Anonymous Coward says:

Or maybe piracy dropped because everyone is trying work their ass off in an attempt to stave off an overdue recession, never mind that most middle class and below haven’t really recovered from the 2008 one where the bankers got a free pass to anally rape the planet with a spiked dildo, and can’t put up the time or resources to consume music and entertainment, never mind pirate it.

The IFPI has always thought of other people as walking wallets waiting to be plundered.

Anonymous Coward says:

options are the best option

currently I can buy music:
(digital) mp3, AAC, etc.
stream (music by $ubscription sucks, but some like it)
I like having these OPTIONS. Hopefully the game industry is taking notes. As long as consumers have multiple options in how we purchase/store our entertainment, it’s all good.

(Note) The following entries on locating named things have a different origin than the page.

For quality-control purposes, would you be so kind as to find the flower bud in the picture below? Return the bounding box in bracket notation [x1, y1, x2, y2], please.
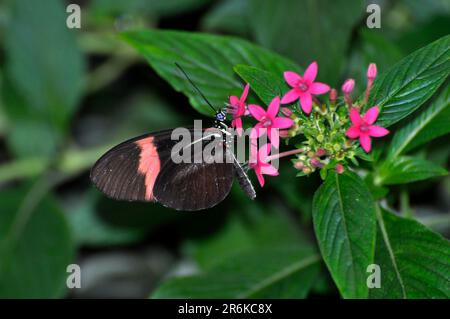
[342, 79, 355, 94]
[294, 162, 305, 170]
[316, 148, 327, 157]
[281, 107, 292, 117]
[330, 89, 337, 104]
[334, 164, 345, 174]
[367, 63, 377, 80]
[311, 158, 323, 167]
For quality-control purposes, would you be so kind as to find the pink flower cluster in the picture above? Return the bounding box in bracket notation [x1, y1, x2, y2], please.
[228, 62, 389, 186]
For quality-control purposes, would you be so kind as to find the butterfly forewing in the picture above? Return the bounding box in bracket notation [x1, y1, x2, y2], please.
[154, 140, 234, 210]
[91, 129, 241, 210]
[90, 130, 175, 201]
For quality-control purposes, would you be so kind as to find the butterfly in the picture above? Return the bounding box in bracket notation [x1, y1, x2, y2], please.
[90, 64, 256, 211]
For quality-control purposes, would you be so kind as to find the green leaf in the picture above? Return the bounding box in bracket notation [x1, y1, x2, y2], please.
[234, 65, 290, 105]
[201, 0, 250, 36]
[348, 28, 405, 95]
[122, 30, 298, 115]
[5, 0, 84, 156]
[249, 0, 364, 86]
[368, 35, 450, 127]
[190, 208, 313, 269]
[0, 189, 74, 298]
[313, 172, 376, 298]
[152, 247, 320, 298]
[388, 86, 450, 158]
[374, 156, 448, 185]
[370, 208, 450, 299]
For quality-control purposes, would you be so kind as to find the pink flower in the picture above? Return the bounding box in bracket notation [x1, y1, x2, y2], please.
[367, 63, 377, 80]
[330, 89, 337, 104]
[248, 96, 294, 148]
[347, 106, 389, 153]
[334, 164, 345, 174]
[249, 142, 278, 187]
[281, 62, 330, 114]
[342, 79, 355, 94]
[228, 83, 250, 136]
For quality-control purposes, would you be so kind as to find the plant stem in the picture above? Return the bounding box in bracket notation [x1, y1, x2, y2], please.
[266, 148, 303, 162]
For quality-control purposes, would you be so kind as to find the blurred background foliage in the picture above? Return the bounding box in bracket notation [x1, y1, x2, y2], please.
[0, 0, 450, 297]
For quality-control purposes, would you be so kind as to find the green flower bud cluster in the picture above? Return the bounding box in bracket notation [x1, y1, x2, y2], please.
[289, 103, 358, 178]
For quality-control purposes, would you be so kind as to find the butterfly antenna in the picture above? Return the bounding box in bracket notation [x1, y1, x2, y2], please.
[175, 62, 217, 113]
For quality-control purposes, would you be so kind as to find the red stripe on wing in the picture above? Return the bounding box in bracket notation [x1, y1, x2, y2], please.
[136, 136, 161, 200]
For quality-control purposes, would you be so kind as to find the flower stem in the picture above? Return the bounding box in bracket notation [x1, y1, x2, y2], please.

This comment has been deemed insightful by the community.
Anonymous Coward says:

Re: Re:

The Grateful Dead taught the labels it was possible for musicians to make money without the services of the labels. The labels want to control the Internet, because it will enable them to decide which musicians have a career, and how much tribute they pay the labels.

M. Bizeau Damien says:

Piracy is still a big problem WORLDWIDE!

I think piracy is definitely still a huge insult towards digital content creators. And these professionals mainly don’t get paid enough for their works online distributed legally now; you "forgot" to mention that here! IFPI’s efforts are not really making a big difference: it’s true because it’s very difficult to drastically change the mentality of piracy perpetuators. Personally I prefer to keep my own music works out of this bad online market. I started learning the piano 44 years ago and got badly exposed to a pirate from NASA in Maryland 16 years ago: it ruined my life. M. Bizeau Damien (musician in France).